Change from baseline in Lymphedema after preoperative intervention and surgery, 6 weeks postoperative intervention, and after a three month observational period
Bilateral measurements will be made via a flexible tape with patients seated and their arm supported on a table with the shoulder in approximately 30° of forward flexion and 45° of elbow flexion. The investigators will use the landmarks method, where measurements will be taken at the wrist, elbow, and axilla plus two additional points either 10 cm distal to and proximal to the lateral epicondyle (Landmarks) or halfway between the wrist and elbow or elbow and axilla (Landmarks, Midpoint) (NLN position paper). Volumes will be then calculated by the sum of truncated cones (frustum) model for both Landmark and Landmark, Midpoint methods
Change from baseline in Habitual Physical Activity (active minutes) after preoperative intervention and surgery, 6 weeks postoperative intervention, and after a three month observational period
The investigators will track patient's habitual physical activity (i.e. outside of the prescribed exercise sessions) and sedentary behaviour via a Withings smartwatch (Steel HR) worn on patients left wrist (3 finger widths above the wrist bone). The Withings Steel HR is a high precision MEMS 3-axis accelerometer with heart rate infrared sense that provides estimates of time spent as 'active minutes'. The calculation of these minutes is based on Metabolic Equivalent of Task (METs)

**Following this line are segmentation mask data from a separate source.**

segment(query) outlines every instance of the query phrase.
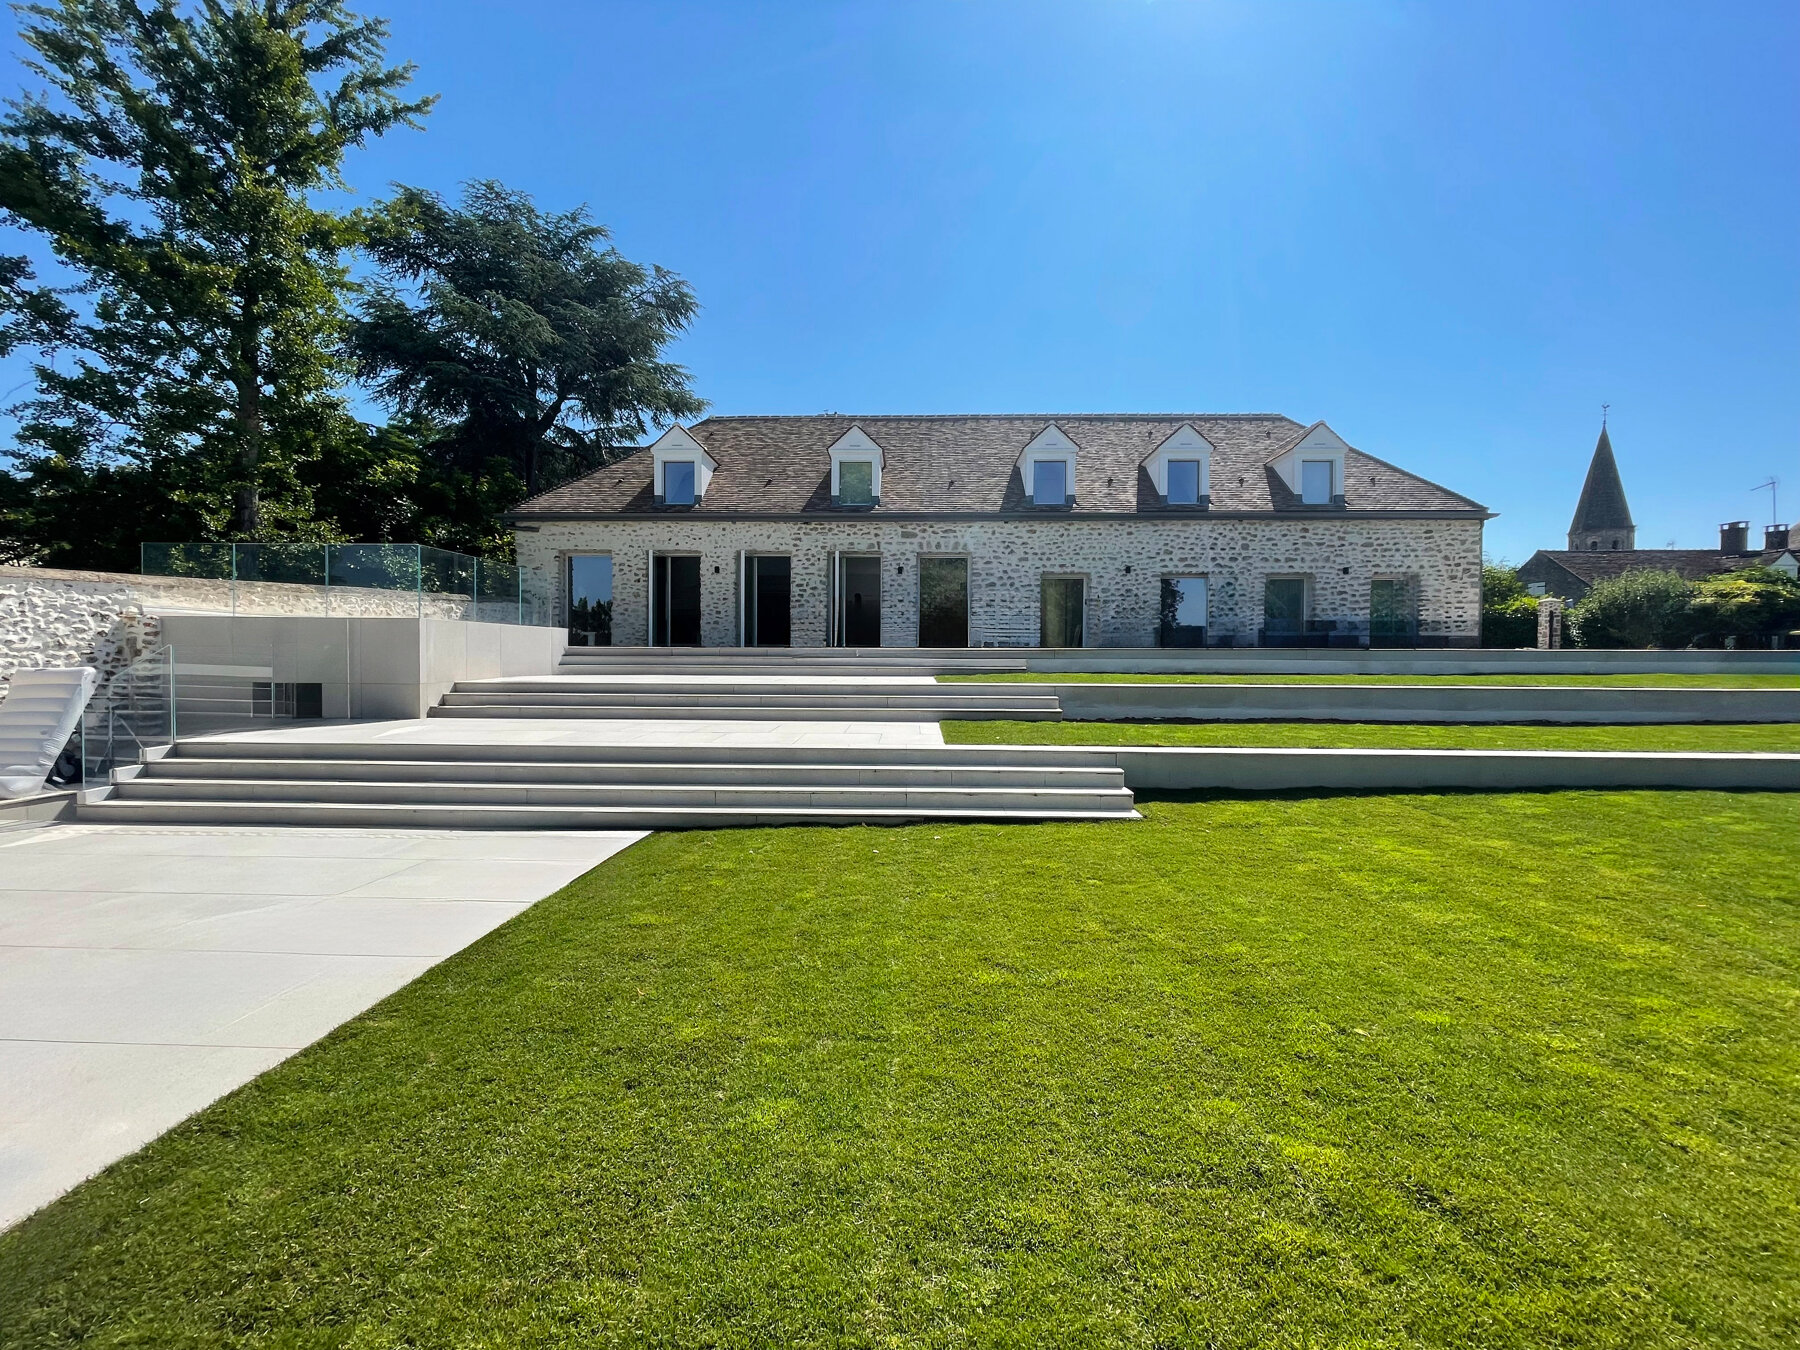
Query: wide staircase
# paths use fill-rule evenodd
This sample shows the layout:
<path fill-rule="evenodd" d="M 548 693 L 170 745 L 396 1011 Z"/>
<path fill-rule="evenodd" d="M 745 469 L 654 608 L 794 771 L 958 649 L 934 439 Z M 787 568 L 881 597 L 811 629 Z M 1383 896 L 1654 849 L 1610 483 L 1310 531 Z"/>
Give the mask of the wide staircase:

Change from baseline in 4 day food diary after preoperative intervention and surgery, 6 weeks postoperative intervention, and after a three month observational period
Dietary intake will be assessed at each assessment point using a 4-day food diary.
Number of participants who experienced treatment-related adverse events (AEs)
Treatment-related adverse events (AEs) will be assessed via CTCAE and patient-reported outcomes CTCAE (PRO-CTCAE). Clinicians will report AEs at every consultation from T2 to T3. From the PRO-CTCAE, the investigators selected 12 core items including pain, fatigue, physical activity, bowel function, sleep, temperature, chill, sore mouth, and appetite (amscolme). The investigators will use an online reporting form that will ask patients to complete weekly for the 13 weeks between T2 and T3.
Chemotherapy completion rate
For those patients who receive chemotherapy, chemotherapy completion rate will be assessed via relative dose intensity
Focus groups
All participants will be invited to take part in a virtual focus group after completing the postoperative exercise intervention and at 3-months follow up to obtain qualitative data regarding topics such as patient preferences, intervention acceptability, and ideas for improving the intervention.